San Francisco 49ers' Kyle Williams (10) fumbles a punt as New York Giants' Devin Thomas (15) recovers during overtime of the NFC Championship NFL football game Sunday, Jan. 22, 2012, in San Francisco. (AP Photo/Julie Jacobson)

Giants beat 49ers, 20-17 in overtime

SAN FRANCISCO - So that's how it ends: on a soggy field, a partisan crowd brought to silence, the 49ers stunned and morose while the visiting team rejoices after winning the NFC championship game. These Niners had been so resilient, so innovative, so good all season that it seemed the ride would go on forever. It didn't.

Who's got it better than them? As it turns out, the New York Giants, who capitalized on Kyle Williams' fumbled punt in overtime and rode Lawrence Tynes' 31-yard field goal to a 20-17 victory and an unexpected trip to Indianapolis, where they will face the New England Patriots in Super Bowl XLVI.

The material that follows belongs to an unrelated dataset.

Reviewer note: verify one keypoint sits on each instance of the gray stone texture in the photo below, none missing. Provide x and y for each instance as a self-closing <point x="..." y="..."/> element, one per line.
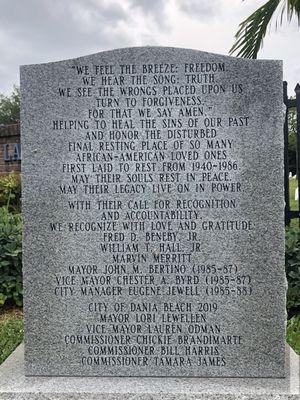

"This is the hardest loss of my career in football, and especially being so close, being in it the whole game," left tackle Joe Staley said in the post-game locker room Sunday, his usual buoyancy nowhere to be found. "They made one more play than we did."

It was that close.

Laboring in wet and windy conditions at Candlestick Park, both offenses played cautiously from the outset, and both defenses were ferocious. After 60 minutes of regulation play, they were tied 17-17, initiating the first overtime game in 49ers postseason history.

The Giants won the overtime coin toss, but the 49ers forced them to punt after one first down. The Niners went three-and-out. New York got the ball back and briefly moved into San Francisco territory, but defensive lineman Justin Smith ended the drive with a sack.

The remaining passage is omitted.